They were, those seventeen coaches, the “Royal Mail,” the “Coronet,” “Magnet,” “Comet,” “Royal Sussex,” “Sovereign,” “Alert,” “Dart,” “Union,” “Regent,” “Times,” “Duke of York,” “Royal George,” “True Blue,” “Patriot,” “Post,” and the “Summer Coach,” so called, and they nearly all started from the City and Holborn, calling at West End booking-offices on their several ways. Most of the old inns from which they set out are pulled down, and the memory of them has faded.

The “Golden Cross” at Charing Cross, from whose doors started the “Comet” and the “Regent” in this year of grace 1826, and at which the “Times” called on its way from Holborn, has been wholly remodelled; the “White Horse,” Fetter Lane, whence the “Duke of York” bowled away, has been demolished; the “Old Bell and Crown” Inn, Holborn, where the “Alert,” the “Union,” and the “Times” drew up daily in the old-fashioned galleried courtyard, is swept away. Were Viator to return to-morrow, he would surely want to return to Hades, or Paradise, wherever he may be, at once. Around him would be, to his senses, an astonishing whirl and noise of traffic, despite the wood-paving that has superseded macadam, which itself displaced the granite setts he knew. Many strange and horrid portents he would note, and Holborn would be to him as an unknown street in a strange town.

Than 1826 the informative Cary goes no further, and his “Itinerary,” excellent though it be, and invaluable to those who would know aught of the coaches that plied in the years when it was published, gives no particulars of the many “butterfly” coaches and amateur drags that cut in upon the regular coaches during the rush and scour of the season.

In 1821 it was computed that over forty coaches ran to and from London and Brighton daily; in September, 1822, there were thirty-nine.
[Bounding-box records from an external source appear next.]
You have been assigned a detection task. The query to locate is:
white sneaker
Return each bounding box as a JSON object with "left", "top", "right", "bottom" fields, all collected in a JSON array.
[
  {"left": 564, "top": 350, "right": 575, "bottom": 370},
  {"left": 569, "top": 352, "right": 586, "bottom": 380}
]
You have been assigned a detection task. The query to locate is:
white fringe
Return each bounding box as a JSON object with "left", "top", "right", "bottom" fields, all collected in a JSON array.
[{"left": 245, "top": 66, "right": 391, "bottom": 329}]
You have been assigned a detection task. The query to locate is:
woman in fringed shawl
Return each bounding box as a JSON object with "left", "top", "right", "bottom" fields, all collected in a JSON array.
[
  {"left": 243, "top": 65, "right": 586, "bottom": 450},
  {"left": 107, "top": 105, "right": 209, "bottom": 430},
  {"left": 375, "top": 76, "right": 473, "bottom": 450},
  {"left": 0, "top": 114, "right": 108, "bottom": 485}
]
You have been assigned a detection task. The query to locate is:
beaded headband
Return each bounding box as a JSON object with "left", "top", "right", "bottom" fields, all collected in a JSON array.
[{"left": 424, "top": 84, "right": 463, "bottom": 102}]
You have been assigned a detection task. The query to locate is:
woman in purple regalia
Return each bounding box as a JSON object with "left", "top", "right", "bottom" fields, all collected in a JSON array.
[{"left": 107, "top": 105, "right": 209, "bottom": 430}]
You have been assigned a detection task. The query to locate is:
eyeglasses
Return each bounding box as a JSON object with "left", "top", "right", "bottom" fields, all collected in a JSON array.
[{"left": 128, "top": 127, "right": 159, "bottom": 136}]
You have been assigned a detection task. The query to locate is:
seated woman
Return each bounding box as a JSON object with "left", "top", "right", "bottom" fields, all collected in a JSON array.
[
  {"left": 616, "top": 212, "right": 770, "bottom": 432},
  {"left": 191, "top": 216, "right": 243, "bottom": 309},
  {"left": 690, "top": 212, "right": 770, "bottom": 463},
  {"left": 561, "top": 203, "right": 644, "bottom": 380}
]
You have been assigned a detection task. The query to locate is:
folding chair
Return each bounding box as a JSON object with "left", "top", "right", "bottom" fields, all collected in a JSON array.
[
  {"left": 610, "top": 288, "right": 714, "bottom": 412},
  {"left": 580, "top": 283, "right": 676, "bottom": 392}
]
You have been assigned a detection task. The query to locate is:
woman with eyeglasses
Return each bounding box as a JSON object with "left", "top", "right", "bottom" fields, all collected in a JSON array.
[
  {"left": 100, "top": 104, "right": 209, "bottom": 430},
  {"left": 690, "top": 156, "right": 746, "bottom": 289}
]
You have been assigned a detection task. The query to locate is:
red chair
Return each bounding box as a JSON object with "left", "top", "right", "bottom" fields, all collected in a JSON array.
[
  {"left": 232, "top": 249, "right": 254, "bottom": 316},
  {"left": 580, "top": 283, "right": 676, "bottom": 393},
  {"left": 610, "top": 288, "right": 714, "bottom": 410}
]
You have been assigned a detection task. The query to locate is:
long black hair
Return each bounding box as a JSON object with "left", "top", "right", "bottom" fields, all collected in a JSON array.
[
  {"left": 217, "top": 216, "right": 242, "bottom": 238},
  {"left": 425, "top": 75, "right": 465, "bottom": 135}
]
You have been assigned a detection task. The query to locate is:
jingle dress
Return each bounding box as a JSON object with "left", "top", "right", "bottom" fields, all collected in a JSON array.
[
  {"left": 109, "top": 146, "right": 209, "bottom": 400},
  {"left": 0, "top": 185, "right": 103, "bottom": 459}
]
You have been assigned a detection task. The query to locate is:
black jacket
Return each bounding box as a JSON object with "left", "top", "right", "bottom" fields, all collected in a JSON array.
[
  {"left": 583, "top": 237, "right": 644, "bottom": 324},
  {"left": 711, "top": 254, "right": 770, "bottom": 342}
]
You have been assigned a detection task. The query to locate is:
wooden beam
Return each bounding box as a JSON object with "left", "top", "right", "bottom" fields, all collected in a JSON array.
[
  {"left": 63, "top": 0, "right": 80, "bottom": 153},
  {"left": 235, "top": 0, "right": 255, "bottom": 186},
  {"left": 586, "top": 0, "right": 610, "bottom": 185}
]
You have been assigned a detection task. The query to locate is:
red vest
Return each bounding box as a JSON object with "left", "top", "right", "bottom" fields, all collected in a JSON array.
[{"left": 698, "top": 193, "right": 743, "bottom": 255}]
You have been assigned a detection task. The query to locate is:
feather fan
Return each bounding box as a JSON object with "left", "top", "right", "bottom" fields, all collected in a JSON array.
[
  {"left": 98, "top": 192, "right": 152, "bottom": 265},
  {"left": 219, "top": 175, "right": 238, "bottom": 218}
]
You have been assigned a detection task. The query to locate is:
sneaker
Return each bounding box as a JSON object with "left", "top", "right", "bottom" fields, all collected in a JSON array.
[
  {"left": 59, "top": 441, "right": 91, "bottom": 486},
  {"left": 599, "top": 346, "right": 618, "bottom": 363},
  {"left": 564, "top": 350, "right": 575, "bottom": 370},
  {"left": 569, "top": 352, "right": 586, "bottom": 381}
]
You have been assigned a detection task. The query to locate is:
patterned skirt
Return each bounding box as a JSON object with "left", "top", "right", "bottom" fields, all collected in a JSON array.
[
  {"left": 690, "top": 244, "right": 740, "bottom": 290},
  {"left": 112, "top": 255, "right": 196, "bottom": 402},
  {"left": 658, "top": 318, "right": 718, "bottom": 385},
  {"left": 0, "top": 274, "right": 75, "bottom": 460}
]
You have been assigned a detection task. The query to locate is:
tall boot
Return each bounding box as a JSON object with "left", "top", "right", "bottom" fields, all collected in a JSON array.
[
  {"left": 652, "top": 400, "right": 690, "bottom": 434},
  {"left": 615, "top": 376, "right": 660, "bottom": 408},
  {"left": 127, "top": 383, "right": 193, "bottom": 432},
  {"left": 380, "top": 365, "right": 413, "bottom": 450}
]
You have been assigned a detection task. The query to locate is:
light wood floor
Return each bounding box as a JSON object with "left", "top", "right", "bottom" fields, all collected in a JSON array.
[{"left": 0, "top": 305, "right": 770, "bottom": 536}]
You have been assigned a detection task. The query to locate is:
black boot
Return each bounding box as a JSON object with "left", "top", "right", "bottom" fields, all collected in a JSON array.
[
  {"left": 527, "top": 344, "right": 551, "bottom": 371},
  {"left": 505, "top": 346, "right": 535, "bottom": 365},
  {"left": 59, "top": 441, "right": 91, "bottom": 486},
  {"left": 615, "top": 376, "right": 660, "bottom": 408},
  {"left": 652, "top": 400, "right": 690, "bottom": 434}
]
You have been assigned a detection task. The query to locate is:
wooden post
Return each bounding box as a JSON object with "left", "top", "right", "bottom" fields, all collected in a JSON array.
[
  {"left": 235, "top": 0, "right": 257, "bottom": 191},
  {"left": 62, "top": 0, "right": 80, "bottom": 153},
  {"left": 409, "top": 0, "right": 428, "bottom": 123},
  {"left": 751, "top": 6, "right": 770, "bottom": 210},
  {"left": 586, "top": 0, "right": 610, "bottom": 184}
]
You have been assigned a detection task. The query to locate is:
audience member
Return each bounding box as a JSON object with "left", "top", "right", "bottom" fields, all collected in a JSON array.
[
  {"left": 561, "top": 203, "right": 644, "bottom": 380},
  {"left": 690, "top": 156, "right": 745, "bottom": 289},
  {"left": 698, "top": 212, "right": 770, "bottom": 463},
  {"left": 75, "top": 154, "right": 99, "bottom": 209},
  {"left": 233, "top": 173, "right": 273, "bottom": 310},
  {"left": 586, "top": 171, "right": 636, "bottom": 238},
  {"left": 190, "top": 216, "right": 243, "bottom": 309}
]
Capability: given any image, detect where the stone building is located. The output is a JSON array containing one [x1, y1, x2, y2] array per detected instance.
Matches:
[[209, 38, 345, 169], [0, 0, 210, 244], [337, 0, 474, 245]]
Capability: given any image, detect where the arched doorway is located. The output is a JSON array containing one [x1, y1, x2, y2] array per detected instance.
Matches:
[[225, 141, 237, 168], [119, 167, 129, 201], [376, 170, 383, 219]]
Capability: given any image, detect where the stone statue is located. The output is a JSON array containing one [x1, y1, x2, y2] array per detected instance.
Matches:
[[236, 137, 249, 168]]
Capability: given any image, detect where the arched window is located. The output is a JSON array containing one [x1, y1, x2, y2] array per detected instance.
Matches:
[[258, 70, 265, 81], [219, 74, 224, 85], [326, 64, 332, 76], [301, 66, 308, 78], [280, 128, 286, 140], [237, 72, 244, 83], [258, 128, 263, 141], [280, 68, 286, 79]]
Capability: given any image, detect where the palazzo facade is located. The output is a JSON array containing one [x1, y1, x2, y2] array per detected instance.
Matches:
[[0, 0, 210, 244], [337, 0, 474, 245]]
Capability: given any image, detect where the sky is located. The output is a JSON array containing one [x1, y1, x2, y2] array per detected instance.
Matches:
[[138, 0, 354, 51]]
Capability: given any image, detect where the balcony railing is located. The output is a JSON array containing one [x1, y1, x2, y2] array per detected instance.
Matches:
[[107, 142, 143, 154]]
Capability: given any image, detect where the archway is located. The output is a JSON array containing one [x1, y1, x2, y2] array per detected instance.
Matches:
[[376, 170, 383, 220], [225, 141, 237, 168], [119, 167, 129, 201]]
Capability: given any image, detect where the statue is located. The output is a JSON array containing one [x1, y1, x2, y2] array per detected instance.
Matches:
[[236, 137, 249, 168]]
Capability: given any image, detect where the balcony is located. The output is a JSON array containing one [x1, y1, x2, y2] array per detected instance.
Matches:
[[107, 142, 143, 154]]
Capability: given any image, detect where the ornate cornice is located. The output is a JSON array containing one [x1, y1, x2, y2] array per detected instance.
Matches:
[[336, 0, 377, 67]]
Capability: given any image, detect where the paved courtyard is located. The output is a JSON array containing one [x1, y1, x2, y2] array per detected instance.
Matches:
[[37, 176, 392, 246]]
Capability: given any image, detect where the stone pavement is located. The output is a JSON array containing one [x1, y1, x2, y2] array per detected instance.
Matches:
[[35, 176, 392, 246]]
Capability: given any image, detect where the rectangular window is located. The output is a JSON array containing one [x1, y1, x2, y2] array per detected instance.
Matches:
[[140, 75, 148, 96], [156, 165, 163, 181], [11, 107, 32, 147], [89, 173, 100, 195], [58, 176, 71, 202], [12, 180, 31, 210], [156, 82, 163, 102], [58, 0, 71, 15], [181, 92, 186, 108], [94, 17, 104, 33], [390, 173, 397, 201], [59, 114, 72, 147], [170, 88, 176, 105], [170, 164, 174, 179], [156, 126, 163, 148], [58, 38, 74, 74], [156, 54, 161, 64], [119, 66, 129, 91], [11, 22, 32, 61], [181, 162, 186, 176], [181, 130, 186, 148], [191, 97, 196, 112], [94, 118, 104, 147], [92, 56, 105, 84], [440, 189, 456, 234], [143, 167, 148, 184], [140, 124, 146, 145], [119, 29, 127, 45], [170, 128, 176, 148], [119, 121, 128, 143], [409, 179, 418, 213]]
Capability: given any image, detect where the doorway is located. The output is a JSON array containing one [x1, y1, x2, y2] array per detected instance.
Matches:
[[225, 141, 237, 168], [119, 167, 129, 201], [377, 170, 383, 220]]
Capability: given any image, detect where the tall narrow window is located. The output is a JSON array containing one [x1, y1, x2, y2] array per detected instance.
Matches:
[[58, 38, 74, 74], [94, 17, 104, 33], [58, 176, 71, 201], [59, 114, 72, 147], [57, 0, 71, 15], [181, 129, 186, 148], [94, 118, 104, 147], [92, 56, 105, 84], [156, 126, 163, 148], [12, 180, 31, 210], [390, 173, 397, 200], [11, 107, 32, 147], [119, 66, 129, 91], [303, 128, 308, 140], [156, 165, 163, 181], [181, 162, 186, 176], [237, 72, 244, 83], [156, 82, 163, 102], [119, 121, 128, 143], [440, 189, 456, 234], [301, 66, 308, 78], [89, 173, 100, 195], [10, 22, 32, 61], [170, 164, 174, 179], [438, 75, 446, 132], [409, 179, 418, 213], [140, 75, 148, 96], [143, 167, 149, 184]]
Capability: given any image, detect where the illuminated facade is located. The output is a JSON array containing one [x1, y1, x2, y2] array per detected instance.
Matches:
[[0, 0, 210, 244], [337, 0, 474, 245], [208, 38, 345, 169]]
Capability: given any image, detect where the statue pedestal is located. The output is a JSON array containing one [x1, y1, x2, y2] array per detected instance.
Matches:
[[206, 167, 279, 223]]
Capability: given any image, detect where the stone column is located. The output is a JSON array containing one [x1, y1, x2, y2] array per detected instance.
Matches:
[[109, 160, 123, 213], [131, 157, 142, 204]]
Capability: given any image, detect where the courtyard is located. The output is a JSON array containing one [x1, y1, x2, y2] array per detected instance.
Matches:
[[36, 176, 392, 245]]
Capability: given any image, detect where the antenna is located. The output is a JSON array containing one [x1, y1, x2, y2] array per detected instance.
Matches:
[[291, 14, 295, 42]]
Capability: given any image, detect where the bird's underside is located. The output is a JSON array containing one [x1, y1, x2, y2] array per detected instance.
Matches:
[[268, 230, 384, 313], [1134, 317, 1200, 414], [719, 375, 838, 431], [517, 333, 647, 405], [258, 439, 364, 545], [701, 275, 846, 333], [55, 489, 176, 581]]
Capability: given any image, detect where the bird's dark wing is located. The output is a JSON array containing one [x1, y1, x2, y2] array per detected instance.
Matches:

In 1828 it was calculated that the sixteen permanent coaches then running, summer and winter, received between them a sum of £60,000 per annum, and the total sum expended in fares upon coaching on this road was taken as amounting to £100,000 per annum. That leaves the very respectable amount of £40,000 for the season’s takings of the “butterflies.”

An accident happened to the “Alert” on October 9th, 1829, when the coach was taking up passengers at Brighton. The horses ran away, and dashed the coach and themselves into an area sixteen feet deep. The coach was battered almost to pieces, and one lady was seriously injured. The horses escaped unhurt. In 1832, August 25th, the Brighton Mail was upset near Reigate, the coachman being killed.

THE “AGE,” 1829, STARTING FROM CASTLE SQUARE, BRIGHTON.
From an engraving after C. Cooper Henderson.